In some cases, says the report, climate change may be positive. In northerly latitudes, winters will become shorter and milder, easing the risk to poor and elderly people of cold waves.

But overall, the outcome will be "overwhelmingly negative", hitting most of all poor tropical countries with water stress, poor sanitation and shaky medical infrastructure.

One study cited in the report projects that the number of people at risk of hunger in the Sahel country of Mali will roughly double, from 34 percent today to between 64-72 percent
in the 2050s, if nothing is done to help the population adapt to the threat.

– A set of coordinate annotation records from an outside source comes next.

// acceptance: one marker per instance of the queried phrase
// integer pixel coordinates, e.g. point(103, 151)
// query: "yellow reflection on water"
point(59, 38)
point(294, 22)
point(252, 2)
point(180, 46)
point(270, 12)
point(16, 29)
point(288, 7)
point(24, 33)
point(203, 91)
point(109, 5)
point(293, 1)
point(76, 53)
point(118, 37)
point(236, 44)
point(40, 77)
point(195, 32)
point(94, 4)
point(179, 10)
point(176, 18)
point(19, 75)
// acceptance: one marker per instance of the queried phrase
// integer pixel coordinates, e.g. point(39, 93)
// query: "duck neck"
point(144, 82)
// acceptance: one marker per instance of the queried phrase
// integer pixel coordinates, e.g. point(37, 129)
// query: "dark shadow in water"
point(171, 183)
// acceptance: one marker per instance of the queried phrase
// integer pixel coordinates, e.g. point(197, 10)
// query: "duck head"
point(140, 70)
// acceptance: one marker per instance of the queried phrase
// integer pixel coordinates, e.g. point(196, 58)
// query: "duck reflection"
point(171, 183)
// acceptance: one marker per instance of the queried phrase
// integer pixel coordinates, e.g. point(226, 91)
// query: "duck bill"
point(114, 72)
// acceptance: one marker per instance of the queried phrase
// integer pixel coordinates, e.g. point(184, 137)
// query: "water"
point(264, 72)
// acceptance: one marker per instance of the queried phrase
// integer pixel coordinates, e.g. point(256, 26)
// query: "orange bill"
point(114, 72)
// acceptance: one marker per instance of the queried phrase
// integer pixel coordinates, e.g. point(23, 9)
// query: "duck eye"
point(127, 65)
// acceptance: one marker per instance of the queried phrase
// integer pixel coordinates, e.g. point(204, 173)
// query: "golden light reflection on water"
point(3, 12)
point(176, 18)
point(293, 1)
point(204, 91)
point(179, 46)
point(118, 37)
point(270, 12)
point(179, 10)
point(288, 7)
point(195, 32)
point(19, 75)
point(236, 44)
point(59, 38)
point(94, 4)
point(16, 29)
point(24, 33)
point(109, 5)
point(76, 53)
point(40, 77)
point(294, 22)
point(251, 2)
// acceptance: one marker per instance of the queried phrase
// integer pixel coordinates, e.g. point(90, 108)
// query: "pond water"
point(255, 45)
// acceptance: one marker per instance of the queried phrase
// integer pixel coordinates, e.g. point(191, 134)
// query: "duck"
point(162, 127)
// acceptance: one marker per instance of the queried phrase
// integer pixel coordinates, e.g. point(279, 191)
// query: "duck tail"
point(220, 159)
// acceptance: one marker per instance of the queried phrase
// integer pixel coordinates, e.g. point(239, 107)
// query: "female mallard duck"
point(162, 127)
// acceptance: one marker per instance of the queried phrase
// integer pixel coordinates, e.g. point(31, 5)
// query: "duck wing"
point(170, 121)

The report puts the spotlight on populations in these areas:

-- COASTAL AND LOW-LYING AREAS: A quarter of the world's six billion people lives within 100 kilometres (62 miles) distance and 100 metres (325 feet) elevation of the coastline. Depending on the levels of carbon pollution in the atmosphere, these areas are at risk from rising sea levels, more powerful storms, coastal flooding, damage to fisheries and saltwater intrusion into freshwater resources. According to one estimate, nearly five percent of the population of Bangladesh could face inundation if temperatures rise 2 C (3.8 F), the sea level increases 30 centimetres (12 inches) and monsoon rainfall rises 18 percent, which are middle-of-the-range estimates. This could increase to 57 percent of the population in a computer model of a high-range 4 C (7.2 F) temperature increase, a 100-cm (40-inch) rise in sea level and a 33 percent increase in monsoon precipitation.

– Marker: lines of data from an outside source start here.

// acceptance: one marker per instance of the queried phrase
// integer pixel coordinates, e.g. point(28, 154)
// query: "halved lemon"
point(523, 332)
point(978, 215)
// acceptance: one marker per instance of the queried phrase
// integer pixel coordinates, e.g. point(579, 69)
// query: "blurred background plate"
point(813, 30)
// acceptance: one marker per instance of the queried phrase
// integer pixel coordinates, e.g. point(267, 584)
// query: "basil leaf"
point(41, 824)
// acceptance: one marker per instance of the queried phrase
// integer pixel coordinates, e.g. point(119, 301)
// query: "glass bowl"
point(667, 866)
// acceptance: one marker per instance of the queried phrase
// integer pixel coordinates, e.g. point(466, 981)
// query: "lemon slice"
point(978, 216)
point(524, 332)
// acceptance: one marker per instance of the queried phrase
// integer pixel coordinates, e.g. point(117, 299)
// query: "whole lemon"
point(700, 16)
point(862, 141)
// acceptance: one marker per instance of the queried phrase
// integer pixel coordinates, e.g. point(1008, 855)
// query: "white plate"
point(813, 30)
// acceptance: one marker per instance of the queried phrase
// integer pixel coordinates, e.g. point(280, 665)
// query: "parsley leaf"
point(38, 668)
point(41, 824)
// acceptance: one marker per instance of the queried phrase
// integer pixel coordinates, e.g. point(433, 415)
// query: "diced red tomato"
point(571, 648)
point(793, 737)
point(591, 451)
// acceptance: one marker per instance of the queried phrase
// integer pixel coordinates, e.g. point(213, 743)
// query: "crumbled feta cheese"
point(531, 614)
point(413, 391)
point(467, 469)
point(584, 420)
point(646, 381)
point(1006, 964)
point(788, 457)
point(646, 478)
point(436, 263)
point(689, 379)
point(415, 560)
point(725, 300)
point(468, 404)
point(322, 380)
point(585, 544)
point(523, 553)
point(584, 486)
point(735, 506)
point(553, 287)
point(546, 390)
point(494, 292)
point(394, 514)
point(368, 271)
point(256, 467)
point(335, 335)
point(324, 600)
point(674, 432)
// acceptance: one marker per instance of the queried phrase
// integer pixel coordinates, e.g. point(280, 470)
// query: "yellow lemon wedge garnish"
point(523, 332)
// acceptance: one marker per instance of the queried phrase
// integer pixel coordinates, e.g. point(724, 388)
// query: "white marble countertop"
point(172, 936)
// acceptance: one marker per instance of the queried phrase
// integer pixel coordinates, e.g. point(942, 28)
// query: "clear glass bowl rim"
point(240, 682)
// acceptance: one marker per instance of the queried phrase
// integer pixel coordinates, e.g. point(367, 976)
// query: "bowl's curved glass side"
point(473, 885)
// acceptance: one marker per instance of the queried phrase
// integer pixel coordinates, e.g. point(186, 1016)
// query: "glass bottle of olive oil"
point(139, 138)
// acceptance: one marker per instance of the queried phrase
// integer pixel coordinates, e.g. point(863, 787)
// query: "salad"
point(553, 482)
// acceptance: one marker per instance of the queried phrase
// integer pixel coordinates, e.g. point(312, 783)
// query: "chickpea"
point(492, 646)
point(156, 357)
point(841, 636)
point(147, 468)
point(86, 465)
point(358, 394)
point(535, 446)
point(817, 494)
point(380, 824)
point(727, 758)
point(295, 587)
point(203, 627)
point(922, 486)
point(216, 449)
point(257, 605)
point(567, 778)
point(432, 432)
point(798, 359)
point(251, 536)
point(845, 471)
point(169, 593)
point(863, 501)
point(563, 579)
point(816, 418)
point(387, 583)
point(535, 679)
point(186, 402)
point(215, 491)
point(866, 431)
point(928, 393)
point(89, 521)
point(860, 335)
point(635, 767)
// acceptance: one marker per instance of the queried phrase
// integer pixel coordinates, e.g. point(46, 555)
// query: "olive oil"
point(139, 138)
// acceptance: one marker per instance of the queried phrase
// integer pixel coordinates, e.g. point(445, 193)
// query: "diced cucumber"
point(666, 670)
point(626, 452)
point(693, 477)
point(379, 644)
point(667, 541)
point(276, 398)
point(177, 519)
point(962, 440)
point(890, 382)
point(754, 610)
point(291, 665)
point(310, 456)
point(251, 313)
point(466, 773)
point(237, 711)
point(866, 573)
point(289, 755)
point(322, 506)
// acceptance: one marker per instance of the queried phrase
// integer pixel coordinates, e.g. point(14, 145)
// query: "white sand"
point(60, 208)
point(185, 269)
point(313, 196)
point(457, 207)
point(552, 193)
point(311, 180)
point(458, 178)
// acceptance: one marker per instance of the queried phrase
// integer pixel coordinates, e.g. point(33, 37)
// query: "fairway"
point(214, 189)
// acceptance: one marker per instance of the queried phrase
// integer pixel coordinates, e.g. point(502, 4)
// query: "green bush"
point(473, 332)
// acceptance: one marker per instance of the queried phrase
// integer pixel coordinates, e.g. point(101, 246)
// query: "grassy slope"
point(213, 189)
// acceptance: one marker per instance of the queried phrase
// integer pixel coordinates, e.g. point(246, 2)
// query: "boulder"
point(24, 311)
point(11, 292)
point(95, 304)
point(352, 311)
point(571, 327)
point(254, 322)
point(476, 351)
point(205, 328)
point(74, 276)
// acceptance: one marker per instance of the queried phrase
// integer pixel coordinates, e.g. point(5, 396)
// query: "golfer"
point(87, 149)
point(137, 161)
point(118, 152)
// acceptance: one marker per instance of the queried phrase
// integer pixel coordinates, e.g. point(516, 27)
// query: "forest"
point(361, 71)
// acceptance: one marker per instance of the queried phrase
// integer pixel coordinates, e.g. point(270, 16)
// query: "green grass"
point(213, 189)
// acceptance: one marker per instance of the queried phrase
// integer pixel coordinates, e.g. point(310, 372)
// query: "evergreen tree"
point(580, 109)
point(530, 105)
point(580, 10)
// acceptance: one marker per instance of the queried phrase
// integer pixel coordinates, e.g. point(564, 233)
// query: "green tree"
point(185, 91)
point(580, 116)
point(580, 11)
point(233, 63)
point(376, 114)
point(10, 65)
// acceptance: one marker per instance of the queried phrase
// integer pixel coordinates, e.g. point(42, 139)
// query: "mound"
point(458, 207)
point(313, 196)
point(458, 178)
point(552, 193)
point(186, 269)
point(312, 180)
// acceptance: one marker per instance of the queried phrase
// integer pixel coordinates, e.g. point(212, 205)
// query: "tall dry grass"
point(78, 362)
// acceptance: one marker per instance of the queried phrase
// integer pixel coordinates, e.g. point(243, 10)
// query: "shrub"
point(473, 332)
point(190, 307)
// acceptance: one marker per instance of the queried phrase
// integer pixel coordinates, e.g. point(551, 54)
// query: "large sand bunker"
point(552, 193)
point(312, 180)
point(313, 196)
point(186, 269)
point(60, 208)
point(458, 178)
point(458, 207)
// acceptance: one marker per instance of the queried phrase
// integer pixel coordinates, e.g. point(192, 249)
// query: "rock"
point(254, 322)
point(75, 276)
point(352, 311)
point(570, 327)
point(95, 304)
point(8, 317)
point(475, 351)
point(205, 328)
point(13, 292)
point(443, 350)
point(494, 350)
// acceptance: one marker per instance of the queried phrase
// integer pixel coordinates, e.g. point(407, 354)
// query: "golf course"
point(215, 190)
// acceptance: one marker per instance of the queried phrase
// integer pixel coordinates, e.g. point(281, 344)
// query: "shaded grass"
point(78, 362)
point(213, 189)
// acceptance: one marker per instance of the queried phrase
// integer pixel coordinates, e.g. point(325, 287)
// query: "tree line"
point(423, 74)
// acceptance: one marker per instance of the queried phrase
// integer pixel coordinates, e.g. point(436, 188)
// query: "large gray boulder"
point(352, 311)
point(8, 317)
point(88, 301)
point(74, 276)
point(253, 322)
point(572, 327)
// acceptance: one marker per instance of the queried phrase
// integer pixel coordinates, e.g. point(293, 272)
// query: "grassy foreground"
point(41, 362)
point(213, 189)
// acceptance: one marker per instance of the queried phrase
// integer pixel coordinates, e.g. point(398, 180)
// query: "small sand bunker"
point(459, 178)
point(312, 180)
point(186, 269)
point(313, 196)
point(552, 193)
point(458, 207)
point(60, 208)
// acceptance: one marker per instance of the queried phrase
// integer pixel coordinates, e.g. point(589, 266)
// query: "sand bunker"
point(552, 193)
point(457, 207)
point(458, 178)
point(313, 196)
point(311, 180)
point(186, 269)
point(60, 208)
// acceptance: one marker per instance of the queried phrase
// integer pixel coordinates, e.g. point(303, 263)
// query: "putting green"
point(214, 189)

-- MOUNTAIN REGIONS: Glaciers are in rapid retreat in the Himalayas, Greenland, the European Alps, the Andes and East Africa, causing for some populations the future risk of water insecurity. Nearly a quarter of China's population, for instance, lives in western regions where glacial melt provides the main water source in the dry season. A warmer climate will enable mosquitoes to live at altitudes that previously were too cold, while more extreme rainfall will boost the number of floods and landslides.

-- POLAR REGIONS: Indigenous peoples who comprise roughly 10 percent of the circumpolar population are "particularly vulnerable" to climate change, both in threats to their habitat and their lifestyle. Warmer temperatures will increase the range of disease-bearing wildlife and badly affect traditional nutrition because of changes in animal migration and distribution.